Moscow as a beautiful weight
The poem’s hinge is the move from the plain’s private soundscape to Moscow’s public, heavy grandeur. The speaker says, surprisingly, “I admire this city of elm-trees,” and notices “decrepit buildings and homes” with a kind of tender attention. Moscow is not painted as purely corrupt; it is worn, lived-in, and oddly hypnotic. The phrase “Golden somnolent Asian entities” resting “on temple domes” makes the city’s sacred architecture feel drowsy, even foreign to itself, as if its spirituality has become decoration. That sleepy gold contrasts with the speaker’s agitation later; the city seems to doze while he spirals.
Night walking, and the pull of the den
When night comes, the poem’s tone sharpens and sours. Moonlight “dissipated” shines “Like hell in the dark sky of blue!” The simile is jarring: light is supposed to console, but here it exposes and condemns. The speaker “walk[s] down the alley, dejected,” heading to “the pub for a drink, maybe, two,” a line that tries to sound casual while admitting dependence. Calling the pub “a sinister den, harsh and roaring” shows he knows exactly what kind of place it is, yet he goes anyway. The tension is clear: he is drawn toward what harms him, and he narrates that pull with bleak clarity rather than surprise.

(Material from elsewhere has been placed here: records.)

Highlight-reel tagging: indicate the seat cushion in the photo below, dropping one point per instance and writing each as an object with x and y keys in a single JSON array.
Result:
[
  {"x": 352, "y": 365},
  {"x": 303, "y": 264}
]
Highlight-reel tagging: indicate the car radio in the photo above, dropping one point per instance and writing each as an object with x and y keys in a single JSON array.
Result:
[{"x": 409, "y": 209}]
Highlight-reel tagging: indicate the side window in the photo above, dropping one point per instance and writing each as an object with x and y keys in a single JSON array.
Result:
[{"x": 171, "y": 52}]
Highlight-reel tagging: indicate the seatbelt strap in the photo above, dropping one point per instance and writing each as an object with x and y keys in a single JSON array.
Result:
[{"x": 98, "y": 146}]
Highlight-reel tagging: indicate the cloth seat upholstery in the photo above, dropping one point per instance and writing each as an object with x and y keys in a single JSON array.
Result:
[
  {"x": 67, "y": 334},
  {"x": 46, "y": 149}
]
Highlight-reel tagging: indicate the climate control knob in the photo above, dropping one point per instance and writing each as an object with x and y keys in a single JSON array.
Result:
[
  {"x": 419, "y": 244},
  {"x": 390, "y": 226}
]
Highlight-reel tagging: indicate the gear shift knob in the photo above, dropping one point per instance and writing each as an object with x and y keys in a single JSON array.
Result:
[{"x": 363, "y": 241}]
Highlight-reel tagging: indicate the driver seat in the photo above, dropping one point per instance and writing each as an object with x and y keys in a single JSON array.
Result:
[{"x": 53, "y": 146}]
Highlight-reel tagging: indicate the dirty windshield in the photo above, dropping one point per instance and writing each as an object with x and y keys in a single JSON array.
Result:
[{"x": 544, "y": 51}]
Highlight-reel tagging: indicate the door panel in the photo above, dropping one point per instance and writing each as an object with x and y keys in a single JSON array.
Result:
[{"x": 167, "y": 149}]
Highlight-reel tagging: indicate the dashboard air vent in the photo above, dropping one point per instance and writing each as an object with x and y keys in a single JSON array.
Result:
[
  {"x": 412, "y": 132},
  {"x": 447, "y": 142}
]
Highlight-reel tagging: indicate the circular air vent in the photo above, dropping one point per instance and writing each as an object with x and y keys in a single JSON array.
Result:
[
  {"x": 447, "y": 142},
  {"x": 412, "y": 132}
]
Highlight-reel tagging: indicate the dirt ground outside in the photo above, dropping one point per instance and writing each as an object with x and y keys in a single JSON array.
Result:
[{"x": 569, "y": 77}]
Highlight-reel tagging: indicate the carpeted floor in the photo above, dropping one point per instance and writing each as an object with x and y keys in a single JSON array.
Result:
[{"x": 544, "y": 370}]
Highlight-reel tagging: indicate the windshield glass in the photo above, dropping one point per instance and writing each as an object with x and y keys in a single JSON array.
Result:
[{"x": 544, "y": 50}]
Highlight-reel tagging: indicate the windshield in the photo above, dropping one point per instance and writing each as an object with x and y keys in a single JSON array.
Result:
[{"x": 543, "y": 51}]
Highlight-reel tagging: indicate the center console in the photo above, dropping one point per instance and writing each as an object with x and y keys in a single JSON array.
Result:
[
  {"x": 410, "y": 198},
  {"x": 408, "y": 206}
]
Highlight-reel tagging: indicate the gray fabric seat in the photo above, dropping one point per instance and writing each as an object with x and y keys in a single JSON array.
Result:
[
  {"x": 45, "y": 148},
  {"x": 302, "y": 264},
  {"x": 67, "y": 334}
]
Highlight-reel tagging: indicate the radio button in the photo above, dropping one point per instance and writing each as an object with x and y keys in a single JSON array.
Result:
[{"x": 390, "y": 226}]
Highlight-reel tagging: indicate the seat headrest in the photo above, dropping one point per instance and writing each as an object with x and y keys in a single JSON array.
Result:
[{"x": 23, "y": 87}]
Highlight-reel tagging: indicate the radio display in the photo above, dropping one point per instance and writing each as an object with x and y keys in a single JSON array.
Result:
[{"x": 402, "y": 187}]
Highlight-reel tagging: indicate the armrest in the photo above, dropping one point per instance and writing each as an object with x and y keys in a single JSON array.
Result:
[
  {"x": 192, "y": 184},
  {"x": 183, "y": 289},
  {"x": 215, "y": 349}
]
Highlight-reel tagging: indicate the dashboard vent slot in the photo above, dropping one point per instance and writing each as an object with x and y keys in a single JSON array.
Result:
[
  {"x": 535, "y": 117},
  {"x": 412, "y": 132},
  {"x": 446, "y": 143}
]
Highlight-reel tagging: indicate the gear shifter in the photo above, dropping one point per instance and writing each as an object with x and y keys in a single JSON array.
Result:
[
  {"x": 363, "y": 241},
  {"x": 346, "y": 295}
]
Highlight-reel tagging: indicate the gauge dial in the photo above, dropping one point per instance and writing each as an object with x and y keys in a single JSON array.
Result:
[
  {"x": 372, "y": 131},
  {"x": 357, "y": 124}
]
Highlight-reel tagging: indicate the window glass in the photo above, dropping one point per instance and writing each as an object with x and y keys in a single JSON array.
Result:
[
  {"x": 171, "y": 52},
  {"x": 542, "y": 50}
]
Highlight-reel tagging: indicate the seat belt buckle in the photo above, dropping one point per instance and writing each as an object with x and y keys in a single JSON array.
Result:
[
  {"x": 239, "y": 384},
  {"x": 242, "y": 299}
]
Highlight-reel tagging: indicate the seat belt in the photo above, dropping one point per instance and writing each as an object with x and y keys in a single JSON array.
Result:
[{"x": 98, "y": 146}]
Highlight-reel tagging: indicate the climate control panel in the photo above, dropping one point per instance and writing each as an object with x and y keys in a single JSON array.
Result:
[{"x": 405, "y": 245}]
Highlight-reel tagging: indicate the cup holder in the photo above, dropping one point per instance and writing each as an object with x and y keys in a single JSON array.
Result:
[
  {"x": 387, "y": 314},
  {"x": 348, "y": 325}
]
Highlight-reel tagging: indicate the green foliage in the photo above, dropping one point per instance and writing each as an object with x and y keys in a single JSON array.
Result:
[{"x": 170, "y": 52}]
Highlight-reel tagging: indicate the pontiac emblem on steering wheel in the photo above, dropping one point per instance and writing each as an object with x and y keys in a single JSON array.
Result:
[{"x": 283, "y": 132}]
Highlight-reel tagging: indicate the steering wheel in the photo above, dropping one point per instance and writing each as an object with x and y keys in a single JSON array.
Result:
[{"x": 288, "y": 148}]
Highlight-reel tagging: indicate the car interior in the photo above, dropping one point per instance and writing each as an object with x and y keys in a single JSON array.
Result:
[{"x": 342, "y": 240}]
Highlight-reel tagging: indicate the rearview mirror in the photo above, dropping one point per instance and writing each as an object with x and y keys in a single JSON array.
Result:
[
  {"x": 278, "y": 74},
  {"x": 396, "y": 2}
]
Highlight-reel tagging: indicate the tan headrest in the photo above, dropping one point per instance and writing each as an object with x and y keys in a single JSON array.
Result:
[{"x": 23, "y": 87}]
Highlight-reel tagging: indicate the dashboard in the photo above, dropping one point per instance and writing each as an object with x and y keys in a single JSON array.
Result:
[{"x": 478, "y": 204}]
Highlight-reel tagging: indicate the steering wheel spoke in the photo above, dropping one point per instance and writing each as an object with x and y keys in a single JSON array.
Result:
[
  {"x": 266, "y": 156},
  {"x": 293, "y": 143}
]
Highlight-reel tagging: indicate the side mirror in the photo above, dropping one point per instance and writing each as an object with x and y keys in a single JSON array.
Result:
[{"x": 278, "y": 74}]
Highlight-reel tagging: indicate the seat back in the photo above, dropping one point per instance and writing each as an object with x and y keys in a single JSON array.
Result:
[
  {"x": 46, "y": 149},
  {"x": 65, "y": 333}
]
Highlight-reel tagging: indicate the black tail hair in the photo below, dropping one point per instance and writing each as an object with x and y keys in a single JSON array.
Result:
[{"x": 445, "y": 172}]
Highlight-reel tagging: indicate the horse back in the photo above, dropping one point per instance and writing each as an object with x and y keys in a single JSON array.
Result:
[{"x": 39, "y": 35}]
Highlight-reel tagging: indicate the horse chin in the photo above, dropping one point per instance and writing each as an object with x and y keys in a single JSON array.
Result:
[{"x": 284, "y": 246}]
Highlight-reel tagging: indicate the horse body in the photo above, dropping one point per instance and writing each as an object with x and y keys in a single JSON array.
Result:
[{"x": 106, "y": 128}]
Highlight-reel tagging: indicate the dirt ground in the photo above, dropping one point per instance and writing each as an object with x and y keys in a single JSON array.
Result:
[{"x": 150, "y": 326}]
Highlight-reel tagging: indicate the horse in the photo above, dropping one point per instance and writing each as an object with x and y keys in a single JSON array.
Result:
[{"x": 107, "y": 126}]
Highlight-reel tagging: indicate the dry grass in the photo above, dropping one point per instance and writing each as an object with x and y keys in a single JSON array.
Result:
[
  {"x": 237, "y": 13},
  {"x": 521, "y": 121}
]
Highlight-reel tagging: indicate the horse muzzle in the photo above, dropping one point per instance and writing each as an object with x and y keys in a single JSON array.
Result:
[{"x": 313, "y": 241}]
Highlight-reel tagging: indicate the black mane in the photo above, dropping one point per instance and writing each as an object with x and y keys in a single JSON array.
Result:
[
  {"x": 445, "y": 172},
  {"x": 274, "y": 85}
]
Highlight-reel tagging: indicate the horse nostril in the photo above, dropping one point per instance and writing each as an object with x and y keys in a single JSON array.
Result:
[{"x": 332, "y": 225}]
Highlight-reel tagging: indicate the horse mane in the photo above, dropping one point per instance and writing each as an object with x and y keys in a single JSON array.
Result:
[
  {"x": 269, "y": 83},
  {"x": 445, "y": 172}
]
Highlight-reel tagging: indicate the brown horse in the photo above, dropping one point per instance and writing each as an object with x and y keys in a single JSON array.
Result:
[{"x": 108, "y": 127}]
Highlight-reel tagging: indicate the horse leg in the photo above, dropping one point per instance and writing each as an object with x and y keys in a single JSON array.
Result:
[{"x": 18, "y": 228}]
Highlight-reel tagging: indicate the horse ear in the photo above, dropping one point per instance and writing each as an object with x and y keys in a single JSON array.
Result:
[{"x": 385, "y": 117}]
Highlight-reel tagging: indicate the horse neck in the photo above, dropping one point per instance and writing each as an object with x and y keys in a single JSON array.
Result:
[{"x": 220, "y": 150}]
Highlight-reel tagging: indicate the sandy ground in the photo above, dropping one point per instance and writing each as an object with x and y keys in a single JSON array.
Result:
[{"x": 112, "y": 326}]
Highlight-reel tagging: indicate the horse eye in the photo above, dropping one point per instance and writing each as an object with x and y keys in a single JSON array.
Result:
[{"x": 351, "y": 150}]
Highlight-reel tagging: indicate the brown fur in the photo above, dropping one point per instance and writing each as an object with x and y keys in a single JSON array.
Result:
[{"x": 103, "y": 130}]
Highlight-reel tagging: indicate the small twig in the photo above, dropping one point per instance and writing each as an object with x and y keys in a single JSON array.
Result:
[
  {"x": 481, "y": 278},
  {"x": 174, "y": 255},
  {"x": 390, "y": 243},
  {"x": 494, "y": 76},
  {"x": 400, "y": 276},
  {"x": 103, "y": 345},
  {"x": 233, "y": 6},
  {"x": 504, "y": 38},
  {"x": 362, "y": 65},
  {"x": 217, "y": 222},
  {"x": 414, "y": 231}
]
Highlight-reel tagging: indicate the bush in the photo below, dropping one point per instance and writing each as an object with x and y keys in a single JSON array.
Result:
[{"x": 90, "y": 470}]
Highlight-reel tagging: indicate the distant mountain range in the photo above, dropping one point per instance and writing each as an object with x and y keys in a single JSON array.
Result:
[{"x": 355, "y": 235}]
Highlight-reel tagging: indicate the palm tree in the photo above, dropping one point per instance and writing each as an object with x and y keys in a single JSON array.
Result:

Performing shame as entertainment
Inside the pub, the speaker becomes both observer and participant in moral collapse. He reads poems “for girls that go whoring” and “carouse[s] with thieves with delight.” The word “delight” is the most disturbing detail, because it refuses a simple repentance story. He isn’t only trapped; part of him enjoys the degradation, or at least the intensity of it. Then the poem tightens into self-judgment: “Now I speak but my words are quite pointless,” and his heart’s “beat” accelerates toward a confession that sounds like a slogan of despair: “I am totally worthless, / and I cannot re-enter the past.” “Worthless” names how he sees himself; “cannot” makes nostalgia into a locked door.
The cruel comfort of fate
The refrain returns: the sagging house, the long-dead dog, and the line that seems to comfort him precisely because it is hopelessly definitive: “I’m fated to die with compassions / in the crooked streets of Moscow.” The phrase “die with compassions” is the poem’s strangest knot. It suggests that what will kill him is not only drink or city life, but a tenderness he can’t turn off in a world that turns tenderness into pain. In that sense, the poem’s deepest contradiction is that the speaker condemns himself as “worthless” while also presenting himself as someone doomed by an excess of feeling. He can’t go back, but he also can’t stop caring about what he left behind.
If it’s truly “settled,” why does the poem need to say it twice? The repeated home-and-dog refrain feels like a self-administered punishment: he keeps dragging the image of collapse in front of himself, as if to prove he has paid for leaving. The poem won’t let him become a clean city sinner or a clean country exile. He remains caught between admiration and disgust, pleasure and shame, and the unanswerable desire to hear those poplars “ring and rustle” one more time.